100 lb. Club - Awesome October Arms
We started out with abs in September and even though we probably let some of our ab work slide we did do SOME so that is better than none at all.
Let's try to do arm work this month, at least 2-3 times a week. The nice thing about arm work is that because the muscles are smaller you are more likely to see results faster than larger muscles. Hopefully if we can keep up with it by the end of the month we'll see some nice toned arms.
I have some hand weights that I can use but if you don't have weights you can always use big cans of food or juice or jugs of water. If anyone needs some examples of arm strength training I could e-mail them some pictures out of a weight training book I have. Just let me know.
10-01-2002, 09:49 AM
Am in. I HATE my arms. Am in. I NEED to tone these bad boys up. They are uhm...in very bad shape. I am bringing my hand weights to the office.
10-01-2002, 01:04 PM
Count me in too, but I'm not giving up on my Sensational September Abs yet!! I'm just going to add the arm exercises to the abs that I already do!
10-01-2002, 05:47 PM
I'm in :D I totally blew it at the ab thing towards the end :( but I am determined to do the arms. Strength training is part of my exercise goal for the challenge (3x per week) & working the arms & shoulders is a big part of that for me. I'm hoping that by next summer I will be thin enough to feel comfortable wearing sleeveless tops & tank tops, so having fabulous arms to go with it would icing on the cake :D
Yeah I blew the ab thing at the end too, September was a crazy month for me. I think October is going to be a lot better.

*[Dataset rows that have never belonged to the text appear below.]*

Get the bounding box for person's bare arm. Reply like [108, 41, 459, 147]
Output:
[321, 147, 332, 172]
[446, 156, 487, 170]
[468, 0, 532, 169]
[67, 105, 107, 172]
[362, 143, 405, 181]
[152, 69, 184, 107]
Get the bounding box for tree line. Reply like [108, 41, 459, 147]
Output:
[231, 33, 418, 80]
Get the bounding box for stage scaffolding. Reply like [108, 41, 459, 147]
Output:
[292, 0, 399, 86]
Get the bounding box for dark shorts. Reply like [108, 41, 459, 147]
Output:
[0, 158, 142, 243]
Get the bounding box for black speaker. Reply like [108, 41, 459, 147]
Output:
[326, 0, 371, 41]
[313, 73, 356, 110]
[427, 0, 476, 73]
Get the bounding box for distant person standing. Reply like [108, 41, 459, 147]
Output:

How funny you should bring this up. You could hide a motorcyle in these arms and so......I have just gotten out my hand weights to help this and saw this so I am totally in!!!!!!
Finally just did an arm workout, took 9 days into this month to do it but here I am!!
10-09-2002, 02:39 PM
Why not? I started Lifting weights just this week. Arms is part of it, so, I'm in :D . The plan, 3x a week along with the abs, glutes and whatever else in that book I have :o .

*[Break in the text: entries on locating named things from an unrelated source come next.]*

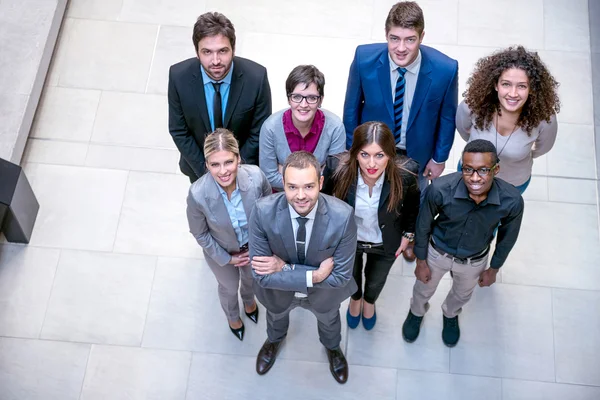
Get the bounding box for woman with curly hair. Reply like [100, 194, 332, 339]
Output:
[456, 46, 560, 193]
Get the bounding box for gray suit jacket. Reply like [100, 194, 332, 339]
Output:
[187, 164, 271, 266]
[248, 193, 357, 313]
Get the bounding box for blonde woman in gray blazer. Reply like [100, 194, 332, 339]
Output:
[187, 129, 271, 340]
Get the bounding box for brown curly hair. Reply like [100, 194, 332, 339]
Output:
[463, 46, 560, 135]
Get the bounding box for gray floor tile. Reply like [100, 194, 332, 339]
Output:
[552, 289, 600, 386]
[0, 338, 90, 400]
[41, 251, 156, 346]
[450, 284, 555, 381]
[187, 353, 396, 400]
[396, 370, 502, 400]
[0, 244, 60, 338]
[502, 379, 600, 400]
[342, 275, 450, 372]
[81, 345, 192, 400]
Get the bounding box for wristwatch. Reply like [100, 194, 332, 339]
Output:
[402, 232, 415, 243]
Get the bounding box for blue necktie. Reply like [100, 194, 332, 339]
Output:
[394, 67, 406, 144]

What book do you have? I have 'Weight Training for Dummies' I really like it, simple and easy to follow.
10-09-2002, 03:20 PM
Some of us are doing a Kathy Smith thing,
The book is called "Lifting Weights to Lose Weight". By Kathy Smith, of course. It's a 12 week program. It shows you how to do the exercises and what machines to use at the gym (if you go) to use the same muscle groups. There's also a food section, which I have choosen to ignore :o .

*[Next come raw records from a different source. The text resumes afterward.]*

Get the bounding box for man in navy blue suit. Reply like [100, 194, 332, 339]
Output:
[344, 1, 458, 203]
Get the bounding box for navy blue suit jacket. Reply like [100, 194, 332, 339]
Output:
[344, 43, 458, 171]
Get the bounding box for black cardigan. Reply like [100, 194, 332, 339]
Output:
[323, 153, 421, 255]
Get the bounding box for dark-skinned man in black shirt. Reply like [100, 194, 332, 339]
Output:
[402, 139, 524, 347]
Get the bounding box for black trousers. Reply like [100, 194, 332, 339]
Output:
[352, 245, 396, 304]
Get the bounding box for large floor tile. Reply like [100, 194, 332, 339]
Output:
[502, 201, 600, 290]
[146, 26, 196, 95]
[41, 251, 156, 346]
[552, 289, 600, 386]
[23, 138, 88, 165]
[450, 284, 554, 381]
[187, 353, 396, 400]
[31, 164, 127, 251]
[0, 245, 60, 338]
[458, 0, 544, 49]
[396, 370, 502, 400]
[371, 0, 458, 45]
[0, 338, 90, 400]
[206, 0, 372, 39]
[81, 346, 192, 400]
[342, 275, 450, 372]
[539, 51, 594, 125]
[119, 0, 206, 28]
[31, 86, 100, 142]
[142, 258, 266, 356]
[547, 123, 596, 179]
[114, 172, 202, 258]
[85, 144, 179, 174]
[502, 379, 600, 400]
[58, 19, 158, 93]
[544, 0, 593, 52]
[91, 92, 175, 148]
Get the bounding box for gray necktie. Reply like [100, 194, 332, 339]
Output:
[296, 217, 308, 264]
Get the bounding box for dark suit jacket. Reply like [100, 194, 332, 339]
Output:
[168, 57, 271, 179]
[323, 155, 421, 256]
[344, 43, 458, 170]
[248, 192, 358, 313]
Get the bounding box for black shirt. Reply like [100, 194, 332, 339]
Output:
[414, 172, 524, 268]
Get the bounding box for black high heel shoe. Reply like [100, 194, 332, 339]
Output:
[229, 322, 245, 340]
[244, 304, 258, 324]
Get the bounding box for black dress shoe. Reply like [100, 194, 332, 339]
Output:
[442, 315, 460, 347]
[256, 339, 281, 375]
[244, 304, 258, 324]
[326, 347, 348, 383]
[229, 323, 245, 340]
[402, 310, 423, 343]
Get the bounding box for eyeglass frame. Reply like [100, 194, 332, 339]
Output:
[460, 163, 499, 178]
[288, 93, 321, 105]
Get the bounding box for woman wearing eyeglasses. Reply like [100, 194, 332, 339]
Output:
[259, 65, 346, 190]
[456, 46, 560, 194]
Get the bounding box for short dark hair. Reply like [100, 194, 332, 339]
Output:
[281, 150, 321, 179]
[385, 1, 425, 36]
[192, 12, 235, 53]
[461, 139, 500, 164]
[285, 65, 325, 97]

Basically it's streaching 6x a week, weight lifting 2-3x a week and Cardio 30 mins 3x a week. You chose what type of cardio you want to do. For now I'm walking 2 miles, and once I really get into a groove, I plan to do 3 miles, and then back to "Stepping". I love that big ole piece of plastic :smug: . But can only do 20 mins, before I'm ready to keel over, so I'm hoping that by the time I get used to doing the 3 miles that I will have lost enough weight and would have gain enough stamina to do at LEAST 30 mins on my stepper.
Bringing this back up, definately let this one slide this month.
I'm not going to do a workout tonight but I'll be lifting some weights tomorrow for sure!!